Dentistry on NHS 'close to collapse'

NHS DENTISTRY is collapsing and complaints from patients who cannot find a dentist are rising, the British Dental Association said yesterday.

Latest figures show the exodus of patients from the NHS is accelerating as dentists turn away non-paying patients. The number of adults registered with an NHS dentist fell by 2.6 million in the year to last December, a drop of 11.6 per cent.

Since 1992, when the Government cut dentists' fees, triggering the rush into the private sector, the number of registered NHS patients has fallen by almost 5 million to 19.7 million, a drop of nearly 20 per cent.

Half of health authorities in England and Wales say that NHS dentists are becoming harder to find, according to a survey published yesterday by the association. One in five of those seeking to fill salaried posts now advertises abroad.

The association, which has warned of the decline of NHS dentistry for many years, said the findings confirmed its worst fears. It said an extra 550 dentists were needed in England and Wales, on top of the existing 20,000, and urged the Government to invest an extra pounds 250m over five years to improve access for patients.

"We don't know whether those who have stopped seeing an NHS dentist are being seen privately or not at all. It is worrying but the Government is not taking it seriously. It is not a priority," the association said.

The 75 health authorities who responded to the questionnaire survey said they had received 55,000 calls from patients over a three-month period last summer complaining of difficulty finding a dentist. Half the authorities said the number of complaints had increased, a third reported no change and a sixth said calls had fallen since the previous year. Over half cited travelling distances for patients, which can be up to 50 miles, as a cause of problems.

The decline of NHS dentistry began more than a decade ago and an estimated one in four adult patients is now treated privately. Many dentists refuse to treat new adult patients on the NHS but still accept children. When a new NHS dental practice opened in Truro, Cornwall, last year, some people made a round trip of 100 miles to be put on its register.

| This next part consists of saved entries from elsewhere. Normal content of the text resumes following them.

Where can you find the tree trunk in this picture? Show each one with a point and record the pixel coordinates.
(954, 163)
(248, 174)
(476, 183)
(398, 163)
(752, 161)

The slow death of NHS dentistry has been brought about by rising NHS charges, which have accustomed patients to the idea of paying for dental care. NHS charges now cover 80 per cent of the cost of treatment up to a maximum of pounds 348.

The decline accelerated in 1992, when the Government cut NHS expenses payments. Dentists complained they could not afford to invest in new technology and that a two-tier service was developing between those who did private work and had the latest devices and those who stayed with the NHS and were forced to manage with outdated equipment in run-down surgeries.

The NHS charge for a check-up is pounds 4.76, and pounds 13.12 for a large filling. Typical private charges are pounds 15 for a check-up and pounds 25 to pounds 75 for a filling.

The Department of Health said it was trying to recruit more dentists.